Mark Davis: TCU bowl game outrage

Mark Davis: TCU bowl game outrage proves need to scrap the system
06:19 PM CST on Tuesday, December 8, 2009
On Jan. 7, the University of Texas may be crowned national champions of college football. But the best team in America may have already played days earlier.

The Texas vs. Alabama winner will be 13-0, but so will the winner of the Fiesta Bowl matching undefeated TCU and Boise State on Jan. 4. The University of Cincinnati could also finish 13-0 by beating Florida in the Sugar Bowl on New Year's Day.

Despite three undefeated teams, we would be expected to shrug and say the winner of the so-called National Championship Game is precisely that.College football fans have long been forced to accept a phony champion determined by polls rather than a series of actual games. So what rips this issue from the sports pages and puts it on this op-ed page this year?

Because the best team in college football right now may not play in Austin or Tuscaloosa, Ala. It may play in Fort Worth.

After a 12-0 season against admittedly lower-caliber opponents, TCU has nonetheless earned the right to prove itself against an elite opponent in a BCS bowl game.

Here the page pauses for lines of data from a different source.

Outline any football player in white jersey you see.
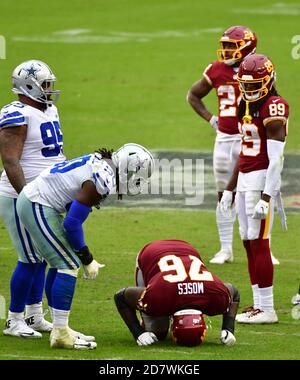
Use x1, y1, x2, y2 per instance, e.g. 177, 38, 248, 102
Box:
0, 60, 65, 338
17, 144, 154, 349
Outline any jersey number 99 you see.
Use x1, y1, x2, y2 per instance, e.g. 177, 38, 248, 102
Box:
40, 121, 63, 157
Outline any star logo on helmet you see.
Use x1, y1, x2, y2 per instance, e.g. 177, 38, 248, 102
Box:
24, 65, 40, 79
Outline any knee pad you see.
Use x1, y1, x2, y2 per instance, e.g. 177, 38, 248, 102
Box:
248, 227, 260, 240
239, 226, 249, 240
57, 268, 79, 277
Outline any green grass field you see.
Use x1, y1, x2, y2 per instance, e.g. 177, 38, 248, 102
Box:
0, 0, 300, 360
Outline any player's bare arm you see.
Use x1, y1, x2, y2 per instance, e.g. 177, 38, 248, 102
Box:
0, 125, 27, 194
114, 287, 151, 340
262, 120, 286, 202
64, 181, 103, 279
76, 181, 102, 207
187, 78, 213, 122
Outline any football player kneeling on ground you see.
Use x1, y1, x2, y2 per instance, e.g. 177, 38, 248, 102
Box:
115, 240, 240, 346
220, 54, 289, 324
17, 144, 154, 349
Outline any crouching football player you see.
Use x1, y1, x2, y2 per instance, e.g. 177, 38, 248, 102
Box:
115, 240, 239, 346
17, 144, 154, 349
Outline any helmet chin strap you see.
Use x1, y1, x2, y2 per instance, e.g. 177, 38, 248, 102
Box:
243, 100, 252, 124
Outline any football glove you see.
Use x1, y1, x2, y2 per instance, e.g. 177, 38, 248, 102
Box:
83, 259, 105, 280
220, 330, 236, 346
209, 115, 219, 131
252, 199, 269, 219
136, 332, 158, 346
220, 190, 233, 218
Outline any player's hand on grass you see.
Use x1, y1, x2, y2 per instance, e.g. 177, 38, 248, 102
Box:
83, 259, 105, 280
136, 332, 158, 346
220, 330, 236, 346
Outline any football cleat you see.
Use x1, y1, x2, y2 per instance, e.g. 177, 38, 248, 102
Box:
50, 326, 97, 350
238, 309, 278, 324
292, 302, 300, 319
271, 252, 280, 265
69, 327, 96, 342
25, 314, 53, 332
235, 306, 255, 323
292, 294, 300, 306
3, 319, 42, 339
220, 330, 236, 346
209, 249, 233, 264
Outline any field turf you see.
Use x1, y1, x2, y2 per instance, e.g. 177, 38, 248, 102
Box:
0, 0, 300, 360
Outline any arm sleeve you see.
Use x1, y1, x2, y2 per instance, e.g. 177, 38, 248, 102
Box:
64, 199, 92, 250
264, 139, 285, 196
0, 107, 27, 129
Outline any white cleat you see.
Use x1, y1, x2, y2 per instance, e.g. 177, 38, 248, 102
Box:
25, 314, 53, 332
271, 252, 280, 265
292, 294, 300, 306
69, 327, 96, 342
220, 330, 236, 346
3, 319, 42, 339
209, 249, 233, 264
238, 309, 278, 324
50, 327, 97, 350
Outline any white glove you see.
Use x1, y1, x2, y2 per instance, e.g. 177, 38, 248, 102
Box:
136, 332, 158, 346
83, 260, 105, 280
209, 115, 219, 131
220, 330, 236, 346
252, 199, 269, 219
220, 190, 233, 218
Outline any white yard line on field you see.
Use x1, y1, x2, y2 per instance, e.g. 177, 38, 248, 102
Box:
247, 332, 300, 337
0, 353, 90, 360
13, 27, 223, 44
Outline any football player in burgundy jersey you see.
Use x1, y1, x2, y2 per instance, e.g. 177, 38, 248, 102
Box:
220, 54, 289, 323
115, 240, 239, 346
187, 26, 257, 264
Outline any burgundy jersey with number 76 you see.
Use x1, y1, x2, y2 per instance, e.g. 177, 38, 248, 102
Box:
138, 240, 231, 316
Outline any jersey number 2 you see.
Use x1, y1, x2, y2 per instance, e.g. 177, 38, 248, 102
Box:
218, 84, 236, 117
40, 121, 63, 157
158, 255, 214, 283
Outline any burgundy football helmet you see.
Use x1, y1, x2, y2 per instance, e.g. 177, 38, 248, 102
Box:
237, 54, 276, 102
171, 309, 206, 346
217, 26, 257, 65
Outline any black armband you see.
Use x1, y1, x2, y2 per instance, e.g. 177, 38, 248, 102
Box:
114, 288, 145, 340
75, 245, 94, 265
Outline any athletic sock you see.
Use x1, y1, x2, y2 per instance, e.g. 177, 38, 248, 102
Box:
9, 261, 38, 313
51, 272, 76, 327
26, 261, 47, 305
250, 239, 274, 288
259, 286, 274, 312
45, 268, 57, 308
243, 240, 257, 285
252, 284, 261, 309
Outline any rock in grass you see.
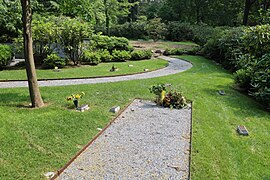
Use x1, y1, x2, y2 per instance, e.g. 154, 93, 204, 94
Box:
237, 125, 248, 136
110, 106, 120, 113
218, 90, 226, 96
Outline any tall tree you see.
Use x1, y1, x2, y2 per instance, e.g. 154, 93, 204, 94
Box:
21, 0, 44, 108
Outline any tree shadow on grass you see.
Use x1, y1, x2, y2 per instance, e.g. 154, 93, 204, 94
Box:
202, 85, 268, 117
0, 92, 30, 108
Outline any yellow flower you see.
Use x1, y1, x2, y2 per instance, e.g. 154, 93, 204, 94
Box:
75, 94, 81, 99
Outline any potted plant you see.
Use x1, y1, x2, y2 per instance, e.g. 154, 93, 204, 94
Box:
66, 92, 85, 108
149, 84, 166, 106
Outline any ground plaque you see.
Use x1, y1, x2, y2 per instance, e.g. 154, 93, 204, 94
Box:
237, 125, 248, 136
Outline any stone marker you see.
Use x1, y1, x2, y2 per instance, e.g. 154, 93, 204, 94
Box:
218, 90, 226, 96
44, 172, 54, 179
237, 125, 248, 136
110, 106, 120, 113
76, 104, 89, 112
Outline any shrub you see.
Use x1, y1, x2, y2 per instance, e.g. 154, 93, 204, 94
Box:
83, 50, 101, 65
203, 27, 244, 71
58, 17, 92, 64
250, 53, 270, 107
242, 25, 270, 57
112, 50, 131, 61
110, 16, 147, 39
44, 53, 66, 69
164, 47, 200, 56
90, 34, 131, 52
165, 22, 194, 41
0, 44, 13, 70
31, 14, 59, 64
131, 50, 152, 60
146, 18, 167, 42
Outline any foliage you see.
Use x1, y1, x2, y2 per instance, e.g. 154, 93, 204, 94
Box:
32, 15, 59, 64
146, 18, 166, 42
96, 49, 113, 62
112, 50, 131, 62
130, 50, 152, 60
58, 18, 92, 65
149, 84, 187, 109
0, 44, 13, 70
234, 69, 251, 90
203, 25, 270, 106
164, 47, 200, 56
163, 91, 187, 109
66, 92, 85, 101
44, 53, 66, 69
149, 83, 166, 95
90, 34, 131, 53
249, 53, 270, 107
83, 50, 101, 65
242, 25, 270, 57
111, 16, 148, 39
203, 27, 244, 71
0, 0, 22, 42
66, 92, 85, 107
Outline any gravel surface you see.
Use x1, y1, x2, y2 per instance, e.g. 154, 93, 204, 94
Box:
0, 56, 192, 88
58, 100, 191, 180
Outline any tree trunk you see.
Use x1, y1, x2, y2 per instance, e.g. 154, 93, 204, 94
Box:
103, 0, 110, 36
21, 0, 44, 108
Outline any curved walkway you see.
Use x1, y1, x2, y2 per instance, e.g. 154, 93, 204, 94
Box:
0, 56, 192, 88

Since 1998, the fraudulently-titled Bowl Championship Series has given us a mix of human voting and computer rankings and a resulting snootful of appearances by Oklahoma, USC, Florida and LSU, along with other major conference champs like Texas, who won it all in 2005.

But in any of those years, was there an undefeated team from a lesser conference who might have beaten the BCS champion? Before the cobbling together of the BCS, polls of coaches and sportswriters anointed the participants in the national championship game.

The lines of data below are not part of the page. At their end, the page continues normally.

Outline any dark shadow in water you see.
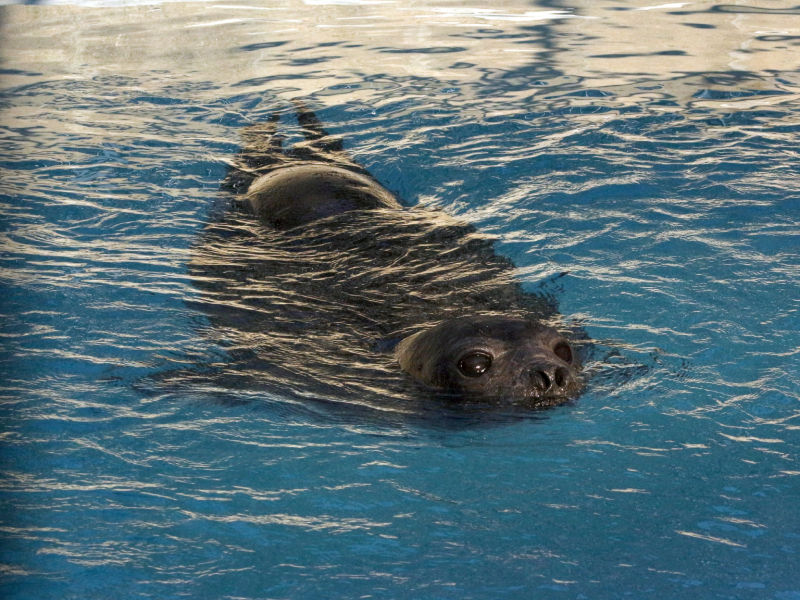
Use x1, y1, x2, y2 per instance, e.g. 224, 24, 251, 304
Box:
668, 4, 800, 15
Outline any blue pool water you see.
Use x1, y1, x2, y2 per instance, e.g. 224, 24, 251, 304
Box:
0, 0, 800, 600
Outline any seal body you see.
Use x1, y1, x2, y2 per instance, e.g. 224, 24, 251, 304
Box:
190, 102, 582, 406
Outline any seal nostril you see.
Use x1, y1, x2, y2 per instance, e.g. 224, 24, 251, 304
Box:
530, 371, 550, 392
555, 367, 569, 387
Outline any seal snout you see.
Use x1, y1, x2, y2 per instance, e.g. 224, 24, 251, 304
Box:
528, 364, 572, 395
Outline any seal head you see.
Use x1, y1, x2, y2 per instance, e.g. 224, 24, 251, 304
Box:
395, 316, 582, 405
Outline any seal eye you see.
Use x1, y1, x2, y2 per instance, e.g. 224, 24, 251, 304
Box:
458, 352, 492, 377
553, 342, 572, 365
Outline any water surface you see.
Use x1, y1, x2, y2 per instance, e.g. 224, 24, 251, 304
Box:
0, 0, 800, 600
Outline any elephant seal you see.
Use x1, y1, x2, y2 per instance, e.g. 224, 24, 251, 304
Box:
189, 102, 585, 407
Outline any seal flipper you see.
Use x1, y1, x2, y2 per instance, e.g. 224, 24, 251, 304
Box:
221, 113, 288, 194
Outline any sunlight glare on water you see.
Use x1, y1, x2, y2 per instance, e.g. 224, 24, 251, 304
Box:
0, 0, 800, 600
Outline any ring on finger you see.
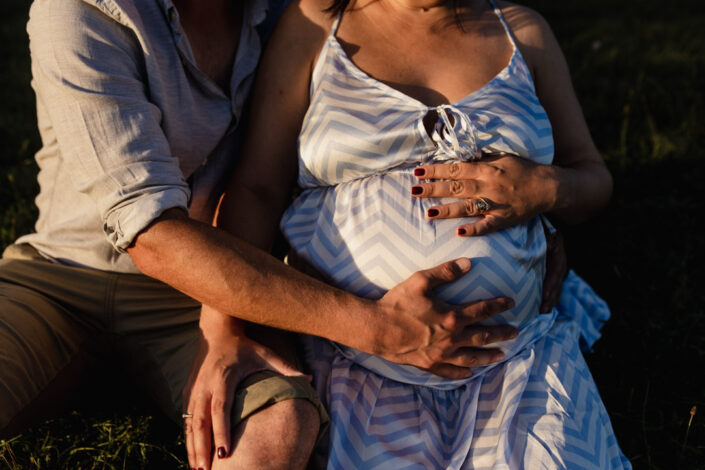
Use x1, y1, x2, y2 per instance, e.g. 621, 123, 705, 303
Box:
475, 197, 492, 214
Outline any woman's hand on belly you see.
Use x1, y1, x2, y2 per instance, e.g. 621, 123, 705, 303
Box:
411, 154, 558, 236
375, 258, 518, 379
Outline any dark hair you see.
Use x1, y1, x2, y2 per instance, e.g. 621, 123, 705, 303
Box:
323, 0, 463, 29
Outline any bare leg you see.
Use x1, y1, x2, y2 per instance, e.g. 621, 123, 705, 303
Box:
213, 399, 320, 470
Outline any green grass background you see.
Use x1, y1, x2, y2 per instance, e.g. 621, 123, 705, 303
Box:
0, 0, 705, 469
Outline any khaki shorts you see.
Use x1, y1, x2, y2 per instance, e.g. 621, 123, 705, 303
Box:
0, 245, 328, 434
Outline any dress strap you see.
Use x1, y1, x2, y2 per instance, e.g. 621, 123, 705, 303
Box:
330, 11, 343, 36
489, 0, 517, 49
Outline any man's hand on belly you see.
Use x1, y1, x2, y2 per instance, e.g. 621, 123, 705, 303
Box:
375, 258, 518, 379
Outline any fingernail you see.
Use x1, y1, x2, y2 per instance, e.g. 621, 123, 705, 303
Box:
455, 258, 470, 271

This has always been ridiculous. No major sport has ever picked two teams and said, "Here, you guys go settle it all," banishing any other hopefuls deserving of a shot. Even in college football's separate division for smaller schools, there is a 16-team tournament. Four weeks, 15 games, one genuine champion.

Why doesn't this happen in all of college football? Thank the entrenched hodgepodge of unrelated bowl games, which will start next week with obscure matchups in far-flung locales, building through the holidays to games featuring larger schools in more storied venues. Sixty-eight teams will play in a bowl of some sort, all enjoying some nice travel and a nice payday.

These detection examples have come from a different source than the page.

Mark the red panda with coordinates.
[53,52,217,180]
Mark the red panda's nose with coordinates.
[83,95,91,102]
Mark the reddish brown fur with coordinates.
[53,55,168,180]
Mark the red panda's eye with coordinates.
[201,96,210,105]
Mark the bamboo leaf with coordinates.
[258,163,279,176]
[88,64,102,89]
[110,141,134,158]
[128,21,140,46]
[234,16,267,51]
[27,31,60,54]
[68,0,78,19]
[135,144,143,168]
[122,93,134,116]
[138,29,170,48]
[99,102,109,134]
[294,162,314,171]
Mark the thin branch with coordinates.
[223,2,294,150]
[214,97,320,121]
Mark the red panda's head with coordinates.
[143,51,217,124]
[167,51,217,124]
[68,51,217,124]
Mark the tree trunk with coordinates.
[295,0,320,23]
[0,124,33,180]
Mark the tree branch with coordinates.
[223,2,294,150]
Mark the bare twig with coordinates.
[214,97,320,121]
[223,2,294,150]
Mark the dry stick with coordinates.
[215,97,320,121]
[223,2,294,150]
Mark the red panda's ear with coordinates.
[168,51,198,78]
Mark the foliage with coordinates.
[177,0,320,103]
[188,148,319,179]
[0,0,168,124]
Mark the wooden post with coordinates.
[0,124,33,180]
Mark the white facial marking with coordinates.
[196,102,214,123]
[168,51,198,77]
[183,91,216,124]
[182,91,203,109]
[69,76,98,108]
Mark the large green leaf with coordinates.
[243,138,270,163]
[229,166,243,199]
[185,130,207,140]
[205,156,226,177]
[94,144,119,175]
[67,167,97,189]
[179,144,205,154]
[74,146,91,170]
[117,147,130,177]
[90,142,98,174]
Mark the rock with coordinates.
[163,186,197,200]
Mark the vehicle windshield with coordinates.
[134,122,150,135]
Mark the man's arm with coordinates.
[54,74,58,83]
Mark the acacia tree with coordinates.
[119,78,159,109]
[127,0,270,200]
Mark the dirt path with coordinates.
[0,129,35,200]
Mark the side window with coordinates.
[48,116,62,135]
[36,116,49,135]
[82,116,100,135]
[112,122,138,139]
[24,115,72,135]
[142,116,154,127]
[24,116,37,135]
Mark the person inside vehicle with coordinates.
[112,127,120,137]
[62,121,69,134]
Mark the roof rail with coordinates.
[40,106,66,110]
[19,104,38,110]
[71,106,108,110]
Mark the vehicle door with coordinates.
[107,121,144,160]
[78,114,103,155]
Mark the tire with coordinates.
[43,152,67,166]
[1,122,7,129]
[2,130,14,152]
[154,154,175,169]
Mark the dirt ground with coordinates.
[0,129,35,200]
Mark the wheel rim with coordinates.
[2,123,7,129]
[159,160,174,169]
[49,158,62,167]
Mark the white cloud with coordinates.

Big-time schools in big-time conferences are scared to death of losing to undefeated upstarts like TCU or Boise State, so the system relegates them to the equivalent of the childrens' table at Thanksgiving. This has always been wrong. But this year the outrage comes home. Texas' near defeat against inferior Nebraska last weekend has the nation wondering whether TCU might actually be better.

Who knows? Maybe the Longhorns would beat the Horned Frogs by 40. Maybe not. TCU's Fiesta Bowl appearance will bring unprecedented visibility and money, and that's great. But that's not what Frog Nation wants and deserves.

There should be a showcase right now to settle whether the occasional undefeated team from a conference of smaller schools might actually measure up to national championship caliber. This is not just about TCU. Boise State and Cincinnati fans have the same valid complaint. Surely others will follow.

Texas Rep. Joe Barton seeks a legislative remedy, suggesting that the BCS is a "cartel" improperly hoarding money and prestige to the detriment of smaller schools and their fans. His bill would prevent the BCS from using the term "national championship" until it provides one on the field.
Good luck with that. As long as American baseball's championship is called the World Series, truth in advertising is a hard argument to make in sports.

But the argument that needs to go forward from this year's mess is that the current archaic and unsatisfying college football postseason needs to be scrapped.

I'll be thrilled if Texas beats Alabama and wins the national championship next month. But I will forever wonder if an even better team played its games this year at Amon Carter Stadium.